# Is toilet paper safe for rats..? lol



## wagz77

So i was thinking if i put a toilet paper roll in my rat's cage, they would love shredding it. But then i was wondering.. would they eat it and get sick?


----------



## Snippet

Toilet paper is perfectly safe for ratties. I sometimes hang a roll in my girls cage and let them make their own bedding


----------



## lilspaz68

Safe and a LOT of messy fun!! the only time it is not suggested to use toilet paper is for an impending litter as it has a tendency to dry onto wet newborn skin and its very difficult to get off.


----------



## littlematchstick

I put a roll in my old girls (RIP) cage.

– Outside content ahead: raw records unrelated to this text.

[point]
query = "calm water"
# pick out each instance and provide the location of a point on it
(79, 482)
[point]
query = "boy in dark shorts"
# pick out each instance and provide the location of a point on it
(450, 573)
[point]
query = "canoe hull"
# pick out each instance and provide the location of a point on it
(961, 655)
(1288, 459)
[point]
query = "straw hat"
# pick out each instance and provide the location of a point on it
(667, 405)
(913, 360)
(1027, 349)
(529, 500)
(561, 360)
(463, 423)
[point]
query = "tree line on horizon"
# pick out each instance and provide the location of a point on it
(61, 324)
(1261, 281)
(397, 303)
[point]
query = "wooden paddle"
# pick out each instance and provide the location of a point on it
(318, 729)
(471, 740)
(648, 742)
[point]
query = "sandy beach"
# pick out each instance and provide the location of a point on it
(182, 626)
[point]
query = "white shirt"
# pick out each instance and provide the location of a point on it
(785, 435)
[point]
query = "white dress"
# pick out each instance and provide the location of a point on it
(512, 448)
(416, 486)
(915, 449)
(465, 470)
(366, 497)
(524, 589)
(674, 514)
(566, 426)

I hung it from the ceiling of their cage and one day when the were out playing--one of them grabbed the end and ran with it..around the room trying to stash it somewhere..good times..haha. They will shred it, and it will get EVERYWHERE. but they will love you for it..lol.


----------



## PetoftheDay

Just keep an eye on them at first - every once in a while I hear of someone's rat deciding it's good to ingest, instead of just shred and make a joyful mess with, and let's just say it's not exactly nutritious!


----------



## HuncaMunca

My girls love them. They even take one in their little hide out sometimes. They seem to just chew up the ends and not the whole thing. But they always get new ones to destroy, there's a never ending supply in my house!


----------



## Alethea

Wiki Says: _Low grade institutional toilet paper is typically of the lowest grade of paper, has only one or two plies, is very coarse and sometimes has small amounts of unbleached/unpulped paper embedded in it. Mid-grade two ply is somewhat textured to provide some softness, and is somewhat durable. Premium toilet paper may have lotion and wax, and has two to four plies made of very finely pulped paper._

-Unbleached/Unpupled paper - cheaper brands
-Lotion and wax - premium brands

So would it be better to purchase cheaper brands of toilet paper since they might not contain wax and lotions or do they have different types you can pick from? Sorry I am never the one to purchase toilet paper in the house XD Nor have I ever had to look into something like this.


----------



## chi-moo

I place a toilet paper roll in the cage for my ratties to play with. I also place a few out while it's place time and they love to run through them!


----------